The show was about as well matched with an opening act as you could imagine—the rare appearance in these parts of Johnny Dowd, an authentic outsider voice in his own right, doing his own idiosyncratic thing.
Raised in Texas and Oklahoma, living for decades in Ithaca, NY, he’s
created a bunch of weird spoken word, warped country, and neo-blues recordings that have lately been accompanied by the incongruous sounds of a drum
machine. Like Jim White (with whom he once formed a band a decade ago, Hellwood), he blends absurdist spoken word poetry and unexpected music for something that like Ubu, is in the tradition of Beat poets, jazz hipsters, and street corner savants.
Rather than being menacing as Thomas was capable of being, Dowd, 69, was goodnatured and laughed along with the absurdity, allowing his guitarist Mike Edmondson to begin with an a cappella Joe Walsh, “Life’s Been Good” (when clearly his life as a rock figure has been something else) before the sudden jolt of “I Crawled Up the Rat’s Ass.”
As in the handmade poetry books he sold on site, he could come up with sharp lines that stood out.

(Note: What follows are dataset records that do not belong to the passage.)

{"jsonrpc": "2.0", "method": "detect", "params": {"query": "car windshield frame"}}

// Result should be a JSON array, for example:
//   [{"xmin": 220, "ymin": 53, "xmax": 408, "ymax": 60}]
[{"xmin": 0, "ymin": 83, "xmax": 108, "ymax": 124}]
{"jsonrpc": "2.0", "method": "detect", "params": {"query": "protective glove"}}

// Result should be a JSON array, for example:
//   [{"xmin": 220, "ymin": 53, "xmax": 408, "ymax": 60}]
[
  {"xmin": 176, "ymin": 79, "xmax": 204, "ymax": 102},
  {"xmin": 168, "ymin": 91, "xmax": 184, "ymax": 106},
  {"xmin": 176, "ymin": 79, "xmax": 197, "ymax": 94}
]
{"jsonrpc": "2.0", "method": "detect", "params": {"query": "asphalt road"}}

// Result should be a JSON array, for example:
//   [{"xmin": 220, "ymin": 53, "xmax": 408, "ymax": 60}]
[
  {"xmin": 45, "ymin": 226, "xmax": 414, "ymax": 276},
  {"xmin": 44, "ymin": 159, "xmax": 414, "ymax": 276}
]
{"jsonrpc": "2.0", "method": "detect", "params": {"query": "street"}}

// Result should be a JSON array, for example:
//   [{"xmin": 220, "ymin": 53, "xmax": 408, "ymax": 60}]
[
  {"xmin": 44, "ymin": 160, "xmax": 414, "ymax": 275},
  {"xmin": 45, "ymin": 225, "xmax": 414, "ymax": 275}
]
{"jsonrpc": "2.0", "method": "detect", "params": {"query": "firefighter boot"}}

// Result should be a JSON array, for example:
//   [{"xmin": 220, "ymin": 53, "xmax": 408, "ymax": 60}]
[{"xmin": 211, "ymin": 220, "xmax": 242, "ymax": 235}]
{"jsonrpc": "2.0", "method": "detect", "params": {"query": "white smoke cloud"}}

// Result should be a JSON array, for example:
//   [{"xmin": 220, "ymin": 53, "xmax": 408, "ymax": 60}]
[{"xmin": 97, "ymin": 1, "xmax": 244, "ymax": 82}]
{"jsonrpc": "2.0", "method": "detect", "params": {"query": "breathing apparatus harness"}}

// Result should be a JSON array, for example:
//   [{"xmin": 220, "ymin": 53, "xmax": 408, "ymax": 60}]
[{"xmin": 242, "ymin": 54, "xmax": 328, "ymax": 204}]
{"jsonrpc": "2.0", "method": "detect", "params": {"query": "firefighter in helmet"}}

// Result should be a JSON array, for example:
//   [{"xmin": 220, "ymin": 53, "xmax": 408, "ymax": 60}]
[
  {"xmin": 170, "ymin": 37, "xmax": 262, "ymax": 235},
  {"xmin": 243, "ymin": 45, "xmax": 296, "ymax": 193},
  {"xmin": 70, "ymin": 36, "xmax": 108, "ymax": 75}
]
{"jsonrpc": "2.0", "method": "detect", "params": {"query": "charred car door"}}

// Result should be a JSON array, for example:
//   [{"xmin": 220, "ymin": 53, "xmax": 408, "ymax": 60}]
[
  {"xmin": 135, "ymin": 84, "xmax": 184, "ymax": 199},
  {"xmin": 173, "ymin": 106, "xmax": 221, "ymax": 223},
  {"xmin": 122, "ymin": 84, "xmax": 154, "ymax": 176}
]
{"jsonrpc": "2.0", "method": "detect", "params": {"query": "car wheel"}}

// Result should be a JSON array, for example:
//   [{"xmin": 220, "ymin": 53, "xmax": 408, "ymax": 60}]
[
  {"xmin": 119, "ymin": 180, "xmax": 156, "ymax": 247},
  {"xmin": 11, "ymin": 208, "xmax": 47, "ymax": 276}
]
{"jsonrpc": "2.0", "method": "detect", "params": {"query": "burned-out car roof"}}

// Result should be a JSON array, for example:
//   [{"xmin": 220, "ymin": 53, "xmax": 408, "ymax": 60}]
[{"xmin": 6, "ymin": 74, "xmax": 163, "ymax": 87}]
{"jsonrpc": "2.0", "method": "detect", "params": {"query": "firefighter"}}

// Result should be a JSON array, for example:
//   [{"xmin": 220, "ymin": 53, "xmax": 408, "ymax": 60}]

He pretended to be a funk god as “The White Dolomite,” and deconstructed “Freddy’s Dead” for his own purposes. He and Edmondson almost seemed more interested in telling the dumb jokes between songs.
They even made fun of the hopelessly dated disco-era drum machine that backed most of the songs, suggesting we “give the drummer some.” But they won over the crowd enough to have them sing along to “I love the bright lights of Washington, DC; I wanna be a star like Conway Twitty.”
He ended the semi-sincere a cappella of Charlie Chaplin’s “Smile,” before rocking out with a version of it, encouraging a gesture that contrasted mightily with the headliner’s scowl.
Then it’s the PEre Ubu show and merch sales. Only thing lost on this trip: Johnny’s moustache. It was one snoop too many.